Scientists have uncovered a more complex atomic arrangement in superionic water, a form that likely powers the magnetic fields of Uranus and Neptune. This exotic state emerges under extreme pressures and temperatures, conducting electricity like a partial liquid within a solid framework. The discovery, from lab experiments mimicking planetary interiors, challenges prior models and refines understanding of ice giants.
Water transforms dramatically under the intense conditions inside giant planets, becoming superionic—a phase where oxygen atoms form a fixed lattice while hydrogen ions roam freely, enabling electrical conductivity. This property makes superionic water a prime suspect for generating the unusual magnetic fields around Uranus and Neptune, which harbor vast water reserves deep within.
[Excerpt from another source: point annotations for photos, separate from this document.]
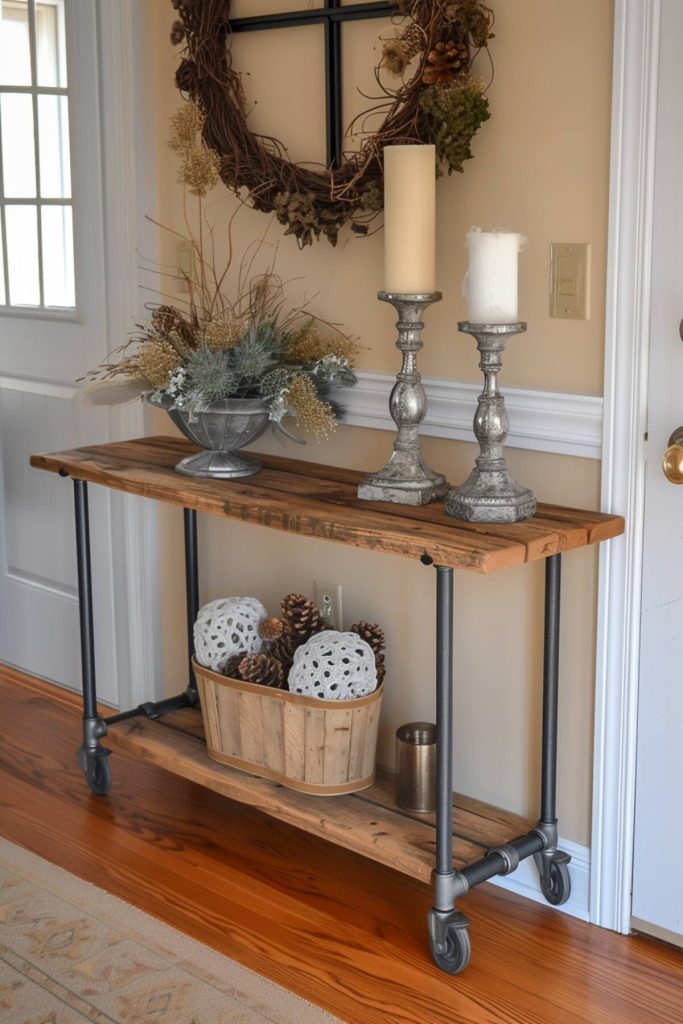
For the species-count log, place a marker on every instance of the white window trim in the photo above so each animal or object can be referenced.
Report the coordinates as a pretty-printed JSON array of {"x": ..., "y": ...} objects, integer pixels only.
[{"x": 38, "y": 202}]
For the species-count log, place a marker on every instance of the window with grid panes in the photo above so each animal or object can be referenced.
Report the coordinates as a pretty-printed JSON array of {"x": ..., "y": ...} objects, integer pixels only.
[{"x": 36, "y": 224}]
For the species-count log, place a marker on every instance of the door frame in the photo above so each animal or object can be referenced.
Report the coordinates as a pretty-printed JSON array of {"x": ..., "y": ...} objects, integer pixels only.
[
  {"x": 636, "y": 64},
  {"x": 129, "y": 171}
]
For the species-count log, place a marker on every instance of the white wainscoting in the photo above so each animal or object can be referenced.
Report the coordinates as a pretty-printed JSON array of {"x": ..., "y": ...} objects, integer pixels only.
[{"x": 541, "y": 421}]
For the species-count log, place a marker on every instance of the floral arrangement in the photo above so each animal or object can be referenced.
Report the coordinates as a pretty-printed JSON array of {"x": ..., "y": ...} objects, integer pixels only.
[
  {"x": 198, "y": 353},
  {"x": 436, "y": 97}
]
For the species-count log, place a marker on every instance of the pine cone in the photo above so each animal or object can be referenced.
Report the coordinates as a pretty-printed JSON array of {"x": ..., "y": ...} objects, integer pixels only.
[
  {"x": 231, "y": 667},
  {"x": 262, "y": 669},
  {"x": 301, "y": 621},
  {"x": 445, "y": 64},
  {"x": 270, "y": 629},
  {"x": 373, "y": 635}
]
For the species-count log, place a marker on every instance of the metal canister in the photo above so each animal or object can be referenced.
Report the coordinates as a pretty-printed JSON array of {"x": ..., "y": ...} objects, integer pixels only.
[{"x": 416, "y": 766}]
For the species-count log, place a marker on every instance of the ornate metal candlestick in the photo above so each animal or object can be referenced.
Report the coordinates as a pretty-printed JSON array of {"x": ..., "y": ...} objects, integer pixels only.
[
  {"x": 489, "y": 494},
  {"x": 407, "y": 479}
]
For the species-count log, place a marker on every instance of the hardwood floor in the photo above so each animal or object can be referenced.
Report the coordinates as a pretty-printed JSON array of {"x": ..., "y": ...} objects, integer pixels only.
[{"x": 341, "y": 931}]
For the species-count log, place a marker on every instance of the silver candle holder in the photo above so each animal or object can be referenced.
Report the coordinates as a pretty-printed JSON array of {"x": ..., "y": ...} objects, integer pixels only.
[
  {"x": 407, "y": 479},
  {"x": 489, "y": 494}
]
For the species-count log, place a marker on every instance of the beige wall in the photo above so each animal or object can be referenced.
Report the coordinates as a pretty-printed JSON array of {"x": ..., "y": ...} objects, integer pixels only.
[{"x": 541, "y": 167}]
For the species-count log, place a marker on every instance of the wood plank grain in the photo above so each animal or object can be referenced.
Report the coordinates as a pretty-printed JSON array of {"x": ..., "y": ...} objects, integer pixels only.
[
  {"x": 321, "y": 501},
  {"x": 399, "y": 843}
]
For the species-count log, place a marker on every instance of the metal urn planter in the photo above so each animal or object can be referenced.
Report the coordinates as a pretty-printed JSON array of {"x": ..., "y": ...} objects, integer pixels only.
[{"x": 221, "y": 431}]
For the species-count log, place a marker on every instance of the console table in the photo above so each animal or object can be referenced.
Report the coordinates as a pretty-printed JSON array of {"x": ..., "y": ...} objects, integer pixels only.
[{"x": 466, "y": 842}]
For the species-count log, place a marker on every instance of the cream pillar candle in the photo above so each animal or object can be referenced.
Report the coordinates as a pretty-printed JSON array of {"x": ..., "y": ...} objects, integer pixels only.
[
  {"x": 410, "y": 219},
  {"x": 491, "y": 286}
]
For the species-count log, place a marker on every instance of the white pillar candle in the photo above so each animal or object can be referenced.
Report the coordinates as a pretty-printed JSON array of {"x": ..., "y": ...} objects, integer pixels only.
[
  {"x": 491, "y": 285},
  {"x": 410, "y": 218}
]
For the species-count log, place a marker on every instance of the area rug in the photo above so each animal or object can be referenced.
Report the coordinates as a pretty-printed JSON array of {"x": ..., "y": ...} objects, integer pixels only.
[{"x": 71, "y": 952}]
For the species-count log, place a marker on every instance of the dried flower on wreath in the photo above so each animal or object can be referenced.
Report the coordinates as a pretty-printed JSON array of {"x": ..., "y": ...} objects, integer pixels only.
[{"x": 431, "y": 48}]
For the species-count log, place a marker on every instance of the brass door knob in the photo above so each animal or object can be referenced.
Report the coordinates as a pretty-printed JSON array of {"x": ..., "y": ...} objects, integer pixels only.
[{"x": 672, "y": 463}]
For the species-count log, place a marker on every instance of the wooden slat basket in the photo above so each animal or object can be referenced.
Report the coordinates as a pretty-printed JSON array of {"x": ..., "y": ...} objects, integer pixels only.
[{"x": 325, "y": 748}]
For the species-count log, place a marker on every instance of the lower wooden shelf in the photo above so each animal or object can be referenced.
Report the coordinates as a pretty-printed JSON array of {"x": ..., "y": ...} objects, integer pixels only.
[{"x": 368, "y": 822}]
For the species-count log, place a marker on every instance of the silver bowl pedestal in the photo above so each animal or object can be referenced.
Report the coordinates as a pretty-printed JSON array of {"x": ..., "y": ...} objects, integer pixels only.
[
  {"x": 489, "y": 494},
  {"x": 220, "y": 430}
]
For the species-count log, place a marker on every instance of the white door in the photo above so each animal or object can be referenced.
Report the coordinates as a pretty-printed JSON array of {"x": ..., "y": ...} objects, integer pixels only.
[
  {"x": 53, "y": 300},
  {"x": 657, "y": 882}
]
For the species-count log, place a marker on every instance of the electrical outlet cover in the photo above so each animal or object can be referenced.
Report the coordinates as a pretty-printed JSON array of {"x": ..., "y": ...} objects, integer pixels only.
[{"x": 329, "y": 600}]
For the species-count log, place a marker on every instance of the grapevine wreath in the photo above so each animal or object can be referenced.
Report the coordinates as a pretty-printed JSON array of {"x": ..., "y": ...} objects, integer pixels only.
[{"x": 436, "y": 99}]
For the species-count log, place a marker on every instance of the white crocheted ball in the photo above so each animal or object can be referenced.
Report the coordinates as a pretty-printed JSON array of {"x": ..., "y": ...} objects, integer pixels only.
[
  {"x": 227, "y": 627},
  {"x": 335, "y": 667}
]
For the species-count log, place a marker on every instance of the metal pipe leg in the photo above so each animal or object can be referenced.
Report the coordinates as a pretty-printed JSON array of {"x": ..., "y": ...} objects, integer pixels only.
[
  {"x": 552, "y": 863},
  {"x": 447, "y": 928},
  {"x": 551, "y": 656},
  {"x": 191, "y": 593},
  {"x": 92, "y": 757},
  {"x": 443, "y": 721}
]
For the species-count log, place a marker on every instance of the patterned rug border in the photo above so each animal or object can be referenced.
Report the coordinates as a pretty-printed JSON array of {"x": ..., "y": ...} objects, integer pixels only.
[{"x": 114, "y": 912}]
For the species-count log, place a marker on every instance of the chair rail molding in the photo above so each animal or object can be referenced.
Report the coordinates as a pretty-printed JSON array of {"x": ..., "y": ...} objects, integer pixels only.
[
  {"x": 542, "y": 421},
  {"x": 627, "y": 343}
]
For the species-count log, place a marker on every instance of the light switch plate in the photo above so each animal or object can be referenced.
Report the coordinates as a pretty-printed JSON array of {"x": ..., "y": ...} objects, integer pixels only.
[
  {"x": 185, "y": 265},
  {"x": 569, "y": 280}
]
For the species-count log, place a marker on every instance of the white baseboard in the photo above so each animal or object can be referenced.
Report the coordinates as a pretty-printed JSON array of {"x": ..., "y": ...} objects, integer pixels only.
[
  {"x": 541, "y": 421},
  {"x": 524, "y": 881}
]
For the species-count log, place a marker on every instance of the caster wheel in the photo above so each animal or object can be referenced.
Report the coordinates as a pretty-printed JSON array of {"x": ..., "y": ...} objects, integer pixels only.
[
  {"x": 450, "y": 946},
  {"x": 557, "y": 886},
  {"x": 96, "y": 769}
]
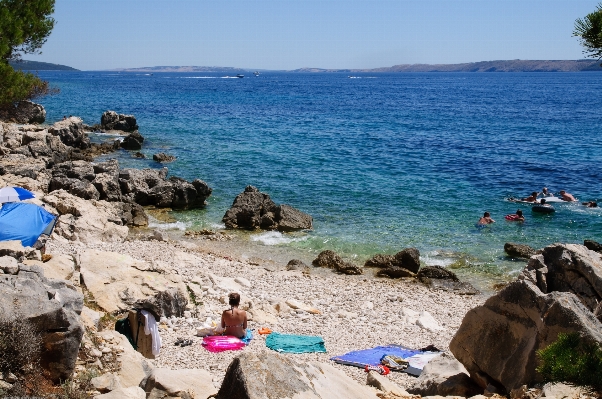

Researchers now report that its structure is far more disordered than previously thought, blending face-centered cubic sections with hexagonal close-packed layers, resulting in an irregular hybrid rather than a uniform crystal.
Past studies suggested simpler setups, such as body-centered or face-centered cubic patterns for the oxygen atoms. However, advanced experiments have revealed the reality's complexity. Using the Matter in Extreme Conditions instrument at the Linac Coherent Light Source in the United States and the High Energy Density-HIBEF setup at the European XFEL, teams compressed water beyond 1.5 million atmospheres and heated it to thousands of degrees Celsius. X-ray laser pulses captured atomic snapshots in femtoseconds, confirming the mixed structure aligns with sophisticated simulations.
These findings echo the diversity of ordinary ice's phases, highlighting water's unpredictable nature under duress. The results bolster models of ice giant evolution, which may be prevalent across the universe. Over 60 scientists from Europe and the United States collaborated, funded by the German Research Foundation and France's ANR. The study appears in Nature Communications.